The horizon of turns over which the task has to be completed can either be finite or infinite. The total reward accumulated depends, as mentioned, on the discount factor $\gamma$ and the rewards that the agent can extract out of the environment based on its decisions (actions) when interacting with the environment. For a set of trial runs of the agent, we can calculate the expectation by taking a weighted sum owf how likely each run is $p(x)$ and what is the total accumulated reward each run returns via the scoring function $R(x)$, resulting in the expression

$$\mathbb{E}[R(x)]=\sum _{x}p(x)R(x)$$

The aim of any RL technique is to maximize the expectation of this discounted total reward while navigating the environment. The cost function associated with such a scenario is

$$J(\theta )={\mathbb{E}}_{\tau \sim p_{\theta }}[R(\tau )]$$

This computes the expectation of rewards for a trajectory that has been sampled via the policy associated with $p_{\theta }$, which is ${\pi }_{\theta }$. The calculation of the expected return over all such possible trajectories can be calculated in either the discrete or continuous manner. For the simple discrete and continuous case we will therefore have

$$\underset{\text{discrete}}{\underbrace{J(\theta )=\sum _{\tau }{p}_{\theta }(\tau )R(\tau )}}\underset{\text{continuous}}{\underbrace{J(\theta )=\int p_{\theta }(\tau )R(\tau )d\tau }}$$

Note

The idea is to find the expectation over all the possible trajectories possible for an agent in the environment while accounting for the probabilistic effects of both the agent and the environment. For a setup with discrete actions and states this can be explicitly written out as

$$\sum _{s_0}\sum _{a_0}\sum _{s_1}\sum _{a_1}\dots p_{\theta }(\tau )R(\tau )$$

When everything is continuous, the same expectation over trajectories can be written as:

$$\int \rho (s_0)d{s}_o\int \pi (a_0\mid s_0)d{a}_0\int P(s_1\mid s_0,a_0)d{s}_1\dots R(\tau )$$

All of this is condensed into one compact notation represented in the above given continuous case integral

$$\int p_{\theta }(\tau )R(\tau )d\tau$$

For any turn $t$, consider $N$ total samples $a_t^{(1)},t^{(2)},\dots ,a_t^{(N)}$ all sampled from a particular policy ${\pi }_{\theta }$, such that $a_t^{(i)}\sim {\pi }_{\theta }(\cdot \mid s_t)$, then the expected reward, advantage, loss, etc. for that particular turn is dependent on the corresponding function $f(a^{(i)})$ and can be computed as

$${\mathbb{E}}_{a_t\sim {\pi }_{\theta }}[f(a_t)]\approx \frac{1}{N}\sum _{i=1}^{N}f\left(a^{(i)}\right)$$

This simulates the effect of drawing an action from the policy over multiple iterations. Similarly, for any $N$ complete trajectories sampled from the policy, the expectation of the policy over mentioned trajectories can be computed as

$${\mathbb{E}}_{\tau \sim {\pi }_{\theta }}[f(\tau )]\approx \frac{1}{N}\sum _{i=1}^{N}R\left({\tau }^{(i)}\right)$$

where $R(\tau )$ is the total rewards accumulated over the trajectory $\tau$. Gradients are taken inside the expectation, trajectories are sampled and $R(\tau )$ is evaluated in order to determine the best policy.

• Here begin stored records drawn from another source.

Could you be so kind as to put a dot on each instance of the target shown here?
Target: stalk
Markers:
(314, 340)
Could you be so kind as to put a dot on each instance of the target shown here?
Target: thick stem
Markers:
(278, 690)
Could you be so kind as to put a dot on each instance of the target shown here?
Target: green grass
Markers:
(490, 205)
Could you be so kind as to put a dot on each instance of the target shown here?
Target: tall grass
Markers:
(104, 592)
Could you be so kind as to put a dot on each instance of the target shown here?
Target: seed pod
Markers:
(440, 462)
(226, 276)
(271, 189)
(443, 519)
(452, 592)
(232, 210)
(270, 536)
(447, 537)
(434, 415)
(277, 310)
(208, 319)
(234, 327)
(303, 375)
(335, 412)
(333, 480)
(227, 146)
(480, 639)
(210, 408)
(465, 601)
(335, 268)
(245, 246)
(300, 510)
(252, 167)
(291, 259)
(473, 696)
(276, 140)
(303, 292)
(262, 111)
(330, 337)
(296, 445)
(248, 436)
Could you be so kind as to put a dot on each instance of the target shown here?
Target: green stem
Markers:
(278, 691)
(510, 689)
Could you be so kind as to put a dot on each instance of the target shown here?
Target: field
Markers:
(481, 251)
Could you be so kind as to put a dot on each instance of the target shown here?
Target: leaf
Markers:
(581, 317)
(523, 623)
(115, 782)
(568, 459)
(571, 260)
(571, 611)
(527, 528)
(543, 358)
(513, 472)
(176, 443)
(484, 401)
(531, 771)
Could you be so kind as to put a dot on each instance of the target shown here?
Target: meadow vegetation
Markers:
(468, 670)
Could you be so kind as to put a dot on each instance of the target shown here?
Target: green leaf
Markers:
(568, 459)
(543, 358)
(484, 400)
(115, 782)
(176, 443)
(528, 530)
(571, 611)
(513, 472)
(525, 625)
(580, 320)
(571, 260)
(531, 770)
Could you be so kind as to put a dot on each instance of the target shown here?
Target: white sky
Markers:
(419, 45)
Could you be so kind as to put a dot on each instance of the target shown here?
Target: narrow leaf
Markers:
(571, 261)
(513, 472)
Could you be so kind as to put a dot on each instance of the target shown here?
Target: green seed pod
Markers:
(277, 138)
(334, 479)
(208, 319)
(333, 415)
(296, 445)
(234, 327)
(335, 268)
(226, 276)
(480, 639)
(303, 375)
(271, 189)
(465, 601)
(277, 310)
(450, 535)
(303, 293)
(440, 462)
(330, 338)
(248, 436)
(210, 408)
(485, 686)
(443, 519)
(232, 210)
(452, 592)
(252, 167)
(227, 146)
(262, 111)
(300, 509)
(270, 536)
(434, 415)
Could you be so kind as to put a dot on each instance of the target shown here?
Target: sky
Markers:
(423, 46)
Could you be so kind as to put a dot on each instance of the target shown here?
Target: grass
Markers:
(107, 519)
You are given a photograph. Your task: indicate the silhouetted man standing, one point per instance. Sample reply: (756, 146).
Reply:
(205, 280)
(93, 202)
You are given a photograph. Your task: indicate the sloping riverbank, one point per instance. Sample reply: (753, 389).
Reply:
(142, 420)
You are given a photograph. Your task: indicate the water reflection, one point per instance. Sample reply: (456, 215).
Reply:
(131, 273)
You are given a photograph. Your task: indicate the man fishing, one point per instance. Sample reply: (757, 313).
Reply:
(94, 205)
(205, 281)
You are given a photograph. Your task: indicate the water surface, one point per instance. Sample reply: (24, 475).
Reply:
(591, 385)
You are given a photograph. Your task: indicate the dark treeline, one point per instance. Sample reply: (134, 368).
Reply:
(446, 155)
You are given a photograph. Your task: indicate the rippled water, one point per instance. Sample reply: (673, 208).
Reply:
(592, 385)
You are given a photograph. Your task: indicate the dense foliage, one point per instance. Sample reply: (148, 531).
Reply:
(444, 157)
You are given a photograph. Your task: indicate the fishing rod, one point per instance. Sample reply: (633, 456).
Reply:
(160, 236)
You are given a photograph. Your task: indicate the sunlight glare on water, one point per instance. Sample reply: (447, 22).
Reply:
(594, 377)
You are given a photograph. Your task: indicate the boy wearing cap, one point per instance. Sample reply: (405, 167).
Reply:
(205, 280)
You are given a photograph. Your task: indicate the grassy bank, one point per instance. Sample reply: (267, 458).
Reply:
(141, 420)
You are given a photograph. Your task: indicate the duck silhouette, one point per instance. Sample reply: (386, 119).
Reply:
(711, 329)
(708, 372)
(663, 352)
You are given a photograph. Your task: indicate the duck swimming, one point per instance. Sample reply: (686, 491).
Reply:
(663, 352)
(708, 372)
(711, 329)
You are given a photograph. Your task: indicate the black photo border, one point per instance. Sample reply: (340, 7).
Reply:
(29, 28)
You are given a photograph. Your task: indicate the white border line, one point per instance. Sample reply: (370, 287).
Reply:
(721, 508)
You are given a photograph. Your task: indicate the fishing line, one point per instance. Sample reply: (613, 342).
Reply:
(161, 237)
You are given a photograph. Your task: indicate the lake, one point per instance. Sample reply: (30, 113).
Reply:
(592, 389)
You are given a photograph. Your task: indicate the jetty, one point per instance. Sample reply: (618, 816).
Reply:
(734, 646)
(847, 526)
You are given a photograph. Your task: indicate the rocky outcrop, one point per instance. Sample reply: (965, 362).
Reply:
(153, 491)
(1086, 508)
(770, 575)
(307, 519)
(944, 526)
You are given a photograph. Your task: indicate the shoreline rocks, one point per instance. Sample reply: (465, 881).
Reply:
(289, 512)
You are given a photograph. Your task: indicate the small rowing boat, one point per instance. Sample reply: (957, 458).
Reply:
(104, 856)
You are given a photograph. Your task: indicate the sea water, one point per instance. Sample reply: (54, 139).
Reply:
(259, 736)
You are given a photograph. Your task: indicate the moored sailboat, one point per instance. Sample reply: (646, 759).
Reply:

$$J(\theta )={\mathbb{E}}_{s_0\sim \rho }\left[{\mathbb{E}}_{a_t\sim {\pi }_{\theta }(\cdot \mid s_t),s_{t+1}\sim P(\cdot \mid s_t,a_t)}\left[\sum _{t=0}^T{\gamma }^t{r}_t\right]\right],T\in [0,\infty )$$

Taking the gradient of the continuous case expectation function

$${\nabla }_{\theta }J(\theta )={\nabla }_{\theta }\int p_{\theta }(\tau )R(\tau )d\tau$$

Since $p_{\theta }(\tau )$ is differentiable by $\theta$, and the gradient function ${\nabla }_{\theta }{p}_{\theta }(\tau )$ can be dominated by some other differentiable function $g$ such that $\int gd\mu <\infty$, the gradient can be swapped with the integral. This arises from a combination of Leibniz’s Theorem for differentiation under integrals and the dominated convergence theorem. The latter is ensured by the fact that any trajectory will be computed over a finite horizon $T$ and/or the rewards are discounted by a factor $\gamma <1$ thereby diminishing the return and eventually making the series convergent and allowing the integrals and limits to commute.

Info

Leibniz Integral Rule:

For the below integral

$${\int }_{a(x)}^{b(x)}f(x,t)dt-\infty <a(x),b(x)<\infty$$

if we seek to differentiate it w.r.t. $x$, the resulting expression will be of the form

$$\frac{d}{dx}\left({\int }_{a(x)}^{b(x)}f(x,t)dt\right)=f(x,b(x))\frac{db(x)}{dx}-f(x,a(x))\frac{da(x)}{dx}+{\int }_{a(x)}^{b(x)}\frac{\partial }{\partial x}f(x,t)dt$$

when $a(x)=a$ and $b(x)=b$, we will have a simpler resulting expression

$${\int }_a^b\frac{\partial }{\partial x}f(x,t)dt$$

This leads to the “trick” of putting the gradient, which is a derivative, under the integral sign. The additional conditions required are that $f(x,t)$ is continuous in $x$ and $t$ on the region $\{(x,t):a(x)\le t\le b(x)\}$ with an existing partial derivative w.r.t. $x$; $a(x)$ and $b(x)$ should also be finite, continuous, and differentiable functions.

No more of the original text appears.